Wozu sind Adventskalender gut? Sie führen uns Tag für Tag mit neuen Überraschungen in die schwärzeste Nacht des Jahres, verbunden mit der Hoffnung, dass danach etwas wirklich Großes geschieht, das den Menschen Eintracht und Frieden, Erlösung von Verstrickung und Blindheit verspricht. Das zumindest war das ursprüngliche Narrativ der Vorweihnachtszeit.
Für uns SystemikerInnen ist mit der sozialrechtlichen Anerkennung das erste Kerzchen aufgeleuchtet. Das zweite wird vermutlich die Anerkennung für Kinder- und Jugendlichenpsychotherapie sein. Aber was ist mit der dritten und vierten Kerze für unser systemisches Mikro-System, aber auch fürs System Erde? Die Vier steht ja bekanntlich für die vollendete Gestalt, das Ganze.

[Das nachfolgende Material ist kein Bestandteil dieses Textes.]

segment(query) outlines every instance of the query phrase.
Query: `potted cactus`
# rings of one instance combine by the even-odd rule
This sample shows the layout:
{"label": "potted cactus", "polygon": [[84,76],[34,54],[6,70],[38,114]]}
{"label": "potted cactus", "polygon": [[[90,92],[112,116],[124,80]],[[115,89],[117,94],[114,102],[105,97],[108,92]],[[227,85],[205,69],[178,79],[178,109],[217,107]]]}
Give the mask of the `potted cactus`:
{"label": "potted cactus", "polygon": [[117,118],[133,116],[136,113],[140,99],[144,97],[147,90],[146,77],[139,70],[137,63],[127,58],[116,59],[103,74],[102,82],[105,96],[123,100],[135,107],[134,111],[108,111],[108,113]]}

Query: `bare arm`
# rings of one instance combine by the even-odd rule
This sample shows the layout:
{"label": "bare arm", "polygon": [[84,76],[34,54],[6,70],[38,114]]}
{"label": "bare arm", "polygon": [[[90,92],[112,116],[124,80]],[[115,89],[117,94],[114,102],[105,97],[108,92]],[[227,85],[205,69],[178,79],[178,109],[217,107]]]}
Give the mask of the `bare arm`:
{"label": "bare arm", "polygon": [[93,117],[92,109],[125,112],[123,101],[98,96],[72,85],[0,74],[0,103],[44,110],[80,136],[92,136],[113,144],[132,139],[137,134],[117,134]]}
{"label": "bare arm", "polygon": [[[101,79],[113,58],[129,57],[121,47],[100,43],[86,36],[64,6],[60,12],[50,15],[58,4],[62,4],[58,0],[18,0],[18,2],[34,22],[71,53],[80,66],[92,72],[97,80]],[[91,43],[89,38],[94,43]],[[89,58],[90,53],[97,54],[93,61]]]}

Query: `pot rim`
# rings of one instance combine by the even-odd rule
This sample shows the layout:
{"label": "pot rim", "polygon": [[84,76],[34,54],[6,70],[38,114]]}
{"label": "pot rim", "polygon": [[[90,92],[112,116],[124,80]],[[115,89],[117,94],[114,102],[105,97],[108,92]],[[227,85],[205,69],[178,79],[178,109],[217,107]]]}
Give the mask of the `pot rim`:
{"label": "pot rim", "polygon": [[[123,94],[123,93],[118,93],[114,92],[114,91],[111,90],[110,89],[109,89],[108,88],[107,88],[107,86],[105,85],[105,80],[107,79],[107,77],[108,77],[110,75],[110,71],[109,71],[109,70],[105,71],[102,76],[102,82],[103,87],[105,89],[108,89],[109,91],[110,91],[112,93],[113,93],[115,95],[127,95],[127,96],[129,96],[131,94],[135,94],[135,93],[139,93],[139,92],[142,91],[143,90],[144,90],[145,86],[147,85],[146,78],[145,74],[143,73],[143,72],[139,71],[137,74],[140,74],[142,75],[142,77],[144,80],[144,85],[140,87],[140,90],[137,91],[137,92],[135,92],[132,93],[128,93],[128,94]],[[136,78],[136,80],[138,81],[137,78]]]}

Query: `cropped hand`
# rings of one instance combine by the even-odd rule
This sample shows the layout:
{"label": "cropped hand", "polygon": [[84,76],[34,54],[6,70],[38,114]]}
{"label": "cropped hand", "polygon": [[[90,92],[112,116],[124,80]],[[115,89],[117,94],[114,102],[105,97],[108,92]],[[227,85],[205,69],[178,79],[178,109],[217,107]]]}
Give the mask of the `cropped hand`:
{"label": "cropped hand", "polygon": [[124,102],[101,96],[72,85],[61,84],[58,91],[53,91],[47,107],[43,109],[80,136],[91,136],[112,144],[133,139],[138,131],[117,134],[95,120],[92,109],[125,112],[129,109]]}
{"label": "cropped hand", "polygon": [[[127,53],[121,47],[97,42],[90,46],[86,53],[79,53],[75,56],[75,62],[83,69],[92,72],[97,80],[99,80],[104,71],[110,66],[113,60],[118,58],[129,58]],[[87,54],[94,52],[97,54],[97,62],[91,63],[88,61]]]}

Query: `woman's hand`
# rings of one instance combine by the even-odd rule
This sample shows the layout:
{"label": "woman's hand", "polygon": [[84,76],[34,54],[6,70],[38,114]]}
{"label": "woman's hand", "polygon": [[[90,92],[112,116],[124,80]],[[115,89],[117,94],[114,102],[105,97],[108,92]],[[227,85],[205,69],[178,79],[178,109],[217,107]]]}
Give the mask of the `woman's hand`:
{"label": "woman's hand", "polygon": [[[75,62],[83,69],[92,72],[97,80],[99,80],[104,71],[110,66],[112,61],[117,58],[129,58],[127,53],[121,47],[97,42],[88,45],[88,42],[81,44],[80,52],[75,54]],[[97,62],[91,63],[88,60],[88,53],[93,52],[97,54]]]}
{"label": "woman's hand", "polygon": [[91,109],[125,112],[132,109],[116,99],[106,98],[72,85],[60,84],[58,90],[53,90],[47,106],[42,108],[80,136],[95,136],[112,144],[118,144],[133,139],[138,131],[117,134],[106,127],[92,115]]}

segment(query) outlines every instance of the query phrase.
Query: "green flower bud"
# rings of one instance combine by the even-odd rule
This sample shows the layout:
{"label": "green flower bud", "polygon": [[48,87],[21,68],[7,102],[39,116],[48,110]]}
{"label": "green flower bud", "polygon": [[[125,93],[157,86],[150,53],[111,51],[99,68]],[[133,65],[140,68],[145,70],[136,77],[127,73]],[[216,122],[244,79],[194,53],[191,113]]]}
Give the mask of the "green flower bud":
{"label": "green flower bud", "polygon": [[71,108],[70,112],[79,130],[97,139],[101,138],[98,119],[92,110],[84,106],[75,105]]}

Werden systemische Therapie und Beratung in zehn Jahren wirklich DIE Bedeutung haben? Da darf man skeptisch sein…
Lassen wir doch einmal die sozialrechtliche Anerkennung der systemischen Therapie beiseite. So wichtig das für’s systemische Ego und, bei aller Ambivalenz, erfreulich auch für die Anbieter*innen kassenfinanzierter Leistungen ist: das systemische Feld war gerade auch im Ringen um die eigenen therapeutische/beraterische Identitäten und Profile lebendig, kreativ und produktiv, und das wird hoffentlich auch so bleiben!
Nochmal zurück zum Endpunkt der Adventsgeschichte: Weihnachten! Verstörend daran ist doch (natürlich auch im systemischen Sinn) die verrückte Idee, dass ein mittelloses hilfloses Kind von obdachlosen Migranten das Heil der Welt in sich tragen soll!
Naja, so ganz abgedreht ist das aus heutiger Perspektive nicht: Neurowissenschaften, Säuglingsforschung und Bindungstheorie haben mittlerweile sehr gut belegt, dass die Fähigkeit eines Menschen sich selbst in Affekten, Impulsen, Gedanken und Handlungen zu regulieren, entscheidend von seinem personalen, emotionalen und sozialen Kontext von Beginn des Lebens an abhängt. Eine dialogisch-resonante, respektvolle und gleichzeitig haltgebende Beziehung in den ersten Jahren stellt die Weichen, ob jemand sein Leben in sozialer Kooperation und im Einklang mit seinem Denken und Fühlen gestalten kann, oder nicht. Ob jemand das umsetzen kann was sie/er als richtig und notwendig erkannt hat, und nicht nur seinen archaischen Überlebensimpulsen folgen muss, um nicht unterzugehen, egal was das kostet. Autoren wie Sven Fuchs, Politikwissenschaftler an der Uni Köln, haben aufgezeigt, dass „als Kind geliebte Menschen … keine Kriege an(fangen)“ (2012). Im Umkehrschluss neigen früh traumatisierte, vernachlässigte Kinder, deren Eltern ja oft in starker Verunsicherung Gefahr und Belastung leben und auch sozial nicht sicher sind, eher als eben „geliebte Kinder“ zu binären, einsinnigen, nicht kooperativen, und bis hin zu gewaltsamen Lösungen. Bindungssicherheit ist nicht alles, aber die erste und wichtigste Voraussetzung dafür, dass das Leben im weiteren Verlauf gelingen kann, welchen Zumutungen der betreffende Mensch auch ausgesetzt sein mag.